Dua jenazah lainnya, Nursam dan Hamdan, kendati memiliki kartu identitas, masih memerlukan tes DNA karena rupa mayat sulit dikenali akibat membengkak terpapar air laut. Inilah yang membuat proses pemulangan jenazah memakan waktu hingga dua bulan.
"Forensik ilmiah menggunakan tes DNA memerlukan waktu lama, bahkan ada yang sampai satu tahun. Pemerintah Singapura tidak akan memulangkan jenazah sebelum jelas siapa yang mengklaim dan akan dipulangkan kemana," kata Fahmi.
Selama dua bulan, polisi Singapura sibuk mondar-mandir Singapura-Lombok untuk mengambil sampel DNA yang bersangkutan. Barulah beberapa waktu lalu kepolisian Singapura berhasil memastikan identitas dua WNI tersebut.
Selama di Singapura, kata Fahmi, dua mayat itu disimpan di Singapore General Hospital dengan penanganan khusus untuk mencegah pembusukan. Ini tidak murah. Jika dipulangkan, maka keluarga WNI harus membayar upah pemulangan dan biaya tindakan selama di rumah sakit.
"Biaya dua jenazah sampai dipulangkan sekitar 15.000 dolar Singapura (Rp105 juta). Tapi untungnya dibayarkan asuransi karena dua mayat tersebut masih memiliki kartu asuransi proteksi yang berlaku sampai 2012," kata Fahmi.
Selat Malaka
Hamdan dan Nursam bukanlah yang pertama meregang nyawa di perairan yang menghubungkan Malaysia-Singapura-Indonesia. Dilaporkan, jalur ini ramai digunakan oleh para imigran gelap. Tak jarang mereka menemui ajal akibat perlengkapan yang tidak memadai.

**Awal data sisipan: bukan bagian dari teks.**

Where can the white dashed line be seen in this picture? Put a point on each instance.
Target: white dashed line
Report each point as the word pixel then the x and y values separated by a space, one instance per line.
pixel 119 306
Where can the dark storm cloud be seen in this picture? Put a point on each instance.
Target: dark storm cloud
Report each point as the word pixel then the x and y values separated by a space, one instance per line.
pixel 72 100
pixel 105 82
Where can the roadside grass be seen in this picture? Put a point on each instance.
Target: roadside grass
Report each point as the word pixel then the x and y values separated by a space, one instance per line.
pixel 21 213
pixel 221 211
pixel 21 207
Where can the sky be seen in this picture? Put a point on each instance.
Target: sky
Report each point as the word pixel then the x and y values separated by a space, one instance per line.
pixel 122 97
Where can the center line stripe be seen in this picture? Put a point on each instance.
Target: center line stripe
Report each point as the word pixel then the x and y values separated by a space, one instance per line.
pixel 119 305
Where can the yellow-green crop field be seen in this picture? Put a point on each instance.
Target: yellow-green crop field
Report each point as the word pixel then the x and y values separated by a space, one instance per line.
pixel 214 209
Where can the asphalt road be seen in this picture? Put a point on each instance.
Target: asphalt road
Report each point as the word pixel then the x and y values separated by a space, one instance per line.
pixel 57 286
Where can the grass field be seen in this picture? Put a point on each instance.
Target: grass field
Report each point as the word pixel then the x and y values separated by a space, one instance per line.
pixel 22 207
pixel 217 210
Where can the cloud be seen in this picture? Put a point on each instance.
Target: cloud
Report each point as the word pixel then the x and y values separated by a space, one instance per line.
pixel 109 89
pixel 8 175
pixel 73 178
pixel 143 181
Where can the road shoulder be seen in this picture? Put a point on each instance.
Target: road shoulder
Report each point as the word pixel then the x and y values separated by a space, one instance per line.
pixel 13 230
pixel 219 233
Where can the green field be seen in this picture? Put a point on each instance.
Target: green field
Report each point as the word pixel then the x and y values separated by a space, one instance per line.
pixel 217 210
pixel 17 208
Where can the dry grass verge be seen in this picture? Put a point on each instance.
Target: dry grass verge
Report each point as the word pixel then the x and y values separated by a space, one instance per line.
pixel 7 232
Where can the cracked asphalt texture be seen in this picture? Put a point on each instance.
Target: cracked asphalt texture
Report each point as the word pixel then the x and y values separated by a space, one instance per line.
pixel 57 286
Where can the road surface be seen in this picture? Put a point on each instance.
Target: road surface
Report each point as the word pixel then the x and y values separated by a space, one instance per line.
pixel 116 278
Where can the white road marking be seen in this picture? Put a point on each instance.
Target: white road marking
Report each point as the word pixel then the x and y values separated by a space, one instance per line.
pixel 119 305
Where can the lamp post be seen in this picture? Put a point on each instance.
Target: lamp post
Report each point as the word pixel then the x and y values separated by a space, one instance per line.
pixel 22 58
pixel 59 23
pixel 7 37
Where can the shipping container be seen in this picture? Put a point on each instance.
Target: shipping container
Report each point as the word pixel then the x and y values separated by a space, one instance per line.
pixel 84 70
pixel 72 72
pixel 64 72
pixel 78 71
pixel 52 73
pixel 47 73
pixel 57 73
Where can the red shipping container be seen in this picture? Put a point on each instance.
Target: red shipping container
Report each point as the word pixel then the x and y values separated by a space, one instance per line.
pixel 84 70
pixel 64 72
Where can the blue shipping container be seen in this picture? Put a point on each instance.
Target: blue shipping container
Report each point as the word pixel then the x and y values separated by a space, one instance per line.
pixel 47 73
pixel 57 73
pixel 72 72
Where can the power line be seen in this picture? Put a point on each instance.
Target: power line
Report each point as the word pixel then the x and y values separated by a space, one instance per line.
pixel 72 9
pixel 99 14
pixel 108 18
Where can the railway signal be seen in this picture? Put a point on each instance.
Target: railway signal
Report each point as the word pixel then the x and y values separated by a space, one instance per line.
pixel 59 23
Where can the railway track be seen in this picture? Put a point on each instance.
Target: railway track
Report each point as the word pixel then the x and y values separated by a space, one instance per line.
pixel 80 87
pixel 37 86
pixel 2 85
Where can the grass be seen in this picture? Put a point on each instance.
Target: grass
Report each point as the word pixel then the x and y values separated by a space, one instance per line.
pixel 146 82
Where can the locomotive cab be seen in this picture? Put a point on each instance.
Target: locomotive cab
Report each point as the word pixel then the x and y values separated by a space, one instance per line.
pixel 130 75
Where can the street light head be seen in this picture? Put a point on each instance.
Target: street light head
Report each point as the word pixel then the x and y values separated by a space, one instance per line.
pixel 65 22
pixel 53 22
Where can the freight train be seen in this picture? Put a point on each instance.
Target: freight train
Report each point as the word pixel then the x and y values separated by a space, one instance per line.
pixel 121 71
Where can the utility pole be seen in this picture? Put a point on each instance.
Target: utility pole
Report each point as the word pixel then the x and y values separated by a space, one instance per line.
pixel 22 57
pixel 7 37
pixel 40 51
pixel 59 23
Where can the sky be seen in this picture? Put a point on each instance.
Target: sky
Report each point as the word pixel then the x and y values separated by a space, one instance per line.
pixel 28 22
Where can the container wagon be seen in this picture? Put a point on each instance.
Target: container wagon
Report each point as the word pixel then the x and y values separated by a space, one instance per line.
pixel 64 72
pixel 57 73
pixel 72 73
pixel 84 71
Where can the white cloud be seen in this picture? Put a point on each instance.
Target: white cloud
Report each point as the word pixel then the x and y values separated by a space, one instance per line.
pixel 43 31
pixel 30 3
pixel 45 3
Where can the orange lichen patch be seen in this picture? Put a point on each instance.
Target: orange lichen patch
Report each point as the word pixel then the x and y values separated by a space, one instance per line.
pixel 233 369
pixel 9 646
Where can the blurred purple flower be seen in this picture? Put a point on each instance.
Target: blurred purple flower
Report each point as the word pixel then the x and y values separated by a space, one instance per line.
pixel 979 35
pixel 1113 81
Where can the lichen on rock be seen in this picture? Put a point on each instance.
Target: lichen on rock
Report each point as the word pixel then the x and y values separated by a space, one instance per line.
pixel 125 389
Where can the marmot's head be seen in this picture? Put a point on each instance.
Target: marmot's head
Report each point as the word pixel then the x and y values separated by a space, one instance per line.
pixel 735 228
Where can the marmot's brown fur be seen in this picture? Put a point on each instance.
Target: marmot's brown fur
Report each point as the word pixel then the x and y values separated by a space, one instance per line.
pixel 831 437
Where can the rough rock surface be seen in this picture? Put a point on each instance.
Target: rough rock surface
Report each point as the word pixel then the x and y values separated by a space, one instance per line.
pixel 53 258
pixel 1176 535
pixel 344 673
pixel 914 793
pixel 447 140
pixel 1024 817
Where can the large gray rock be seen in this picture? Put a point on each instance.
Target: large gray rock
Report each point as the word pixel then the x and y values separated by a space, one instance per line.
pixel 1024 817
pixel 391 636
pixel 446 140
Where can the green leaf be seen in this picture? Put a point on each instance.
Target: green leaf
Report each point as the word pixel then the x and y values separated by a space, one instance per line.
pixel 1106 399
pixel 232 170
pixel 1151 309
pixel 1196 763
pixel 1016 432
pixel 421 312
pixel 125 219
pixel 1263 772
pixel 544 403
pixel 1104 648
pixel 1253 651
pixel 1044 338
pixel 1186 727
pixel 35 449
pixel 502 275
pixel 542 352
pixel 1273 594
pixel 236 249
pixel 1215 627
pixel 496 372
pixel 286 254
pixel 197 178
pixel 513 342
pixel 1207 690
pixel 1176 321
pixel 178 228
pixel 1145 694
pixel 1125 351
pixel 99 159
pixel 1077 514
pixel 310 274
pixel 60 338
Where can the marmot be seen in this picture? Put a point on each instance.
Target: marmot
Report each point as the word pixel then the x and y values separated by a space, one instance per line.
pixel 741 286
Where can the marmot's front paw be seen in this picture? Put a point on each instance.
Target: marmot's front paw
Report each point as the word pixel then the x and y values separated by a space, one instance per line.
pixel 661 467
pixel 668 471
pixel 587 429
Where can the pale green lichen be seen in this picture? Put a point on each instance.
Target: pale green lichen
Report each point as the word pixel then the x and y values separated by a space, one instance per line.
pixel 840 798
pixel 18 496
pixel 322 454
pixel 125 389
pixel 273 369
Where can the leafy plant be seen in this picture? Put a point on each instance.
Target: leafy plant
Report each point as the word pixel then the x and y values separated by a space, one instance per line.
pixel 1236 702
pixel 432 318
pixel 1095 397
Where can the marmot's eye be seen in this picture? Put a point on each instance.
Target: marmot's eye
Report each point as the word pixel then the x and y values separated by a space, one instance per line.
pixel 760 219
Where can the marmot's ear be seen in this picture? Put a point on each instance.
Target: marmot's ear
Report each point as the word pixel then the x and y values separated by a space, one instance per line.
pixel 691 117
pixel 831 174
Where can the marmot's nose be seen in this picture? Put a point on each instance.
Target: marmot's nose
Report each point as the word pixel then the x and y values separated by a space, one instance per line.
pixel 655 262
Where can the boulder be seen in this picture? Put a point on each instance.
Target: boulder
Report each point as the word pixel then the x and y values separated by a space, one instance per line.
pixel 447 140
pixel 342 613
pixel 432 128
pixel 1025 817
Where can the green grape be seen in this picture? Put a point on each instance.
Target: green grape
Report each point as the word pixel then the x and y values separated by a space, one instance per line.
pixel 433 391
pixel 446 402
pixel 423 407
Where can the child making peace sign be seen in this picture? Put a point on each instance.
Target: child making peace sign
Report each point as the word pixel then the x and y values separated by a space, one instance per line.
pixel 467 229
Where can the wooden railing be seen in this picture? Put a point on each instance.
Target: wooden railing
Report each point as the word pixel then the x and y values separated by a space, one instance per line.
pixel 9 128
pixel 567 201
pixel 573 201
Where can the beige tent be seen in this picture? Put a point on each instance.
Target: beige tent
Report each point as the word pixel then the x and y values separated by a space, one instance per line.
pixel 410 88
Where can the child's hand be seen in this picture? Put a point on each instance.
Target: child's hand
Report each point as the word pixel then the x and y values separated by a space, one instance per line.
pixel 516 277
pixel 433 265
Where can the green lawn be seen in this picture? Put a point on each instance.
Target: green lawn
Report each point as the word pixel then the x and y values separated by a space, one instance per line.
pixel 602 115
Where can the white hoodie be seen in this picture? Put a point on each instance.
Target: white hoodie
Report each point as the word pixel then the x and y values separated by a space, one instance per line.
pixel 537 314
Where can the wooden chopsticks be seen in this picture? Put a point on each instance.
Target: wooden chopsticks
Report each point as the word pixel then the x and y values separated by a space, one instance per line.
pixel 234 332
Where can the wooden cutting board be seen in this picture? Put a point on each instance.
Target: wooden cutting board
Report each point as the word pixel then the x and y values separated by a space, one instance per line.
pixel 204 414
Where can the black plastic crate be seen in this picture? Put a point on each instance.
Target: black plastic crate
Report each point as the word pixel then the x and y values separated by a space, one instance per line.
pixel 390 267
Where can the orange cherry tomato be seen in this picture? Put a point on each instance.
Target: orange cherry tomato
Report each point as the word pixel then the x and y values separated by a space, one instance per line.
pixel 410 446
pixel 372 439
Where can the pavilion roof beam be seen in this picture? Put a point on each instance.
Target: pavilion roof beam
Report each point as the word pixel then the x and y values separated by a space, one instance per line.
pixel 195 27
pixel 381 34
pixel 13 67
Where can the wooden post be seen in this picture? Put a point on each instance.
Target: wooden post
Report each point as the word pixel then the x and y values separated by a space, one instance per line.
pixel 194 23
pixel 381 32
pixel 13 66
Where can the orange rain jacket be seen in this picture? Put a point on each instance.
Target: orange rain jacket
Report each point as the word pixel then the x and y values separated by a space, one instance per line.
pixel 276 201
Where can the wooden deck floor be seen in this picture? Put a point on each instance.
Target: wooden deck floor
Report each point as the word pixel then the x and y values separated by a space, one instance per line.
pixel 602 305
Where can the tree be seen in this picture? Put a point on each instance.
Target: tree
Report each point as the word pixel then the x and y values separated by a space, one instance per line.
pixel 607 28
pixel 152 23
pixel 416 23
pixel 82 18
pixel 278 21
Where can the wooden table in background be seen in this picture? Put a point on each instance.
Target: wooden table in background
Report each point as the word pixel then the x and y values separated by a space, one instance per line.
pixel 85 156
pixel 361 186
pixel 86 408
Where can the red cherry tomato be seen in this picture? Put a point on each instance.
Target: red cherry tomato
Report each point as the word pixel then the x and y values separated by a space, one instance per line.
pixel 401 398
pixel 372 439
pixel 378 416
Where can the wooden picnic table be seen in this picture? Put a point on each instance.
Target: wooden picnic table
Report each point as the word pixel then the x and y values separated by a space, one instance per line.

"Baru kemarin, kami menerima laporan dari kepolisian pantai Singapura ditemukan lagi dua WNI warga Batam. Tubuh mereka rusak, perlu tes DNA," kata Fahmi.
Wahyu Susilo mengatakan tiap tahunnya, ada saja pekerja ilegal yang mencoba masuk melalui jalur ini. Selain itu, mereka juga harus main kucing-kucingan dengan patroli laut Indonesia maupun Malaysia. "Kalau patroli bisa disuap, mereka bisa lolos. Kalau tidak akan dikejar dan ditangkap," kata Wahyu.
Kepala Pusat Komunikasi Publik Kementerian Pertahanan Brigadir Jenderal TNI, Hartind Asrin, mengatakan jalur sepanjang 500 km yang menghubungkan pulau Batam dengan Johor Baru dapat ditempuh dalam waktu dua jam. Dia mengatakan, para pekerja ilegal melintas pada waktu malam, menyulitkan patroli menghadang.
"Patroli itu ada jam-jam khusus, kalau malam proses deteksi agak kurang. Namun, sekarang sudah lebih baik, berkat sembilan radar yang dipasang sepanjang Sumatra," kata Asrin.
Menurut data Kementerian Luar Negeri per Februari 2011, TKI informal atau yang tidak terdaftar di Malaysia mencapai jumlah 202.146 orang. Sedangkan TKI formal atau terdaftar mencapai 926.111. Terbanyak TKI bekerja sebagai pembantu rumah tangga, terbanyak kedua bekerja di ladang.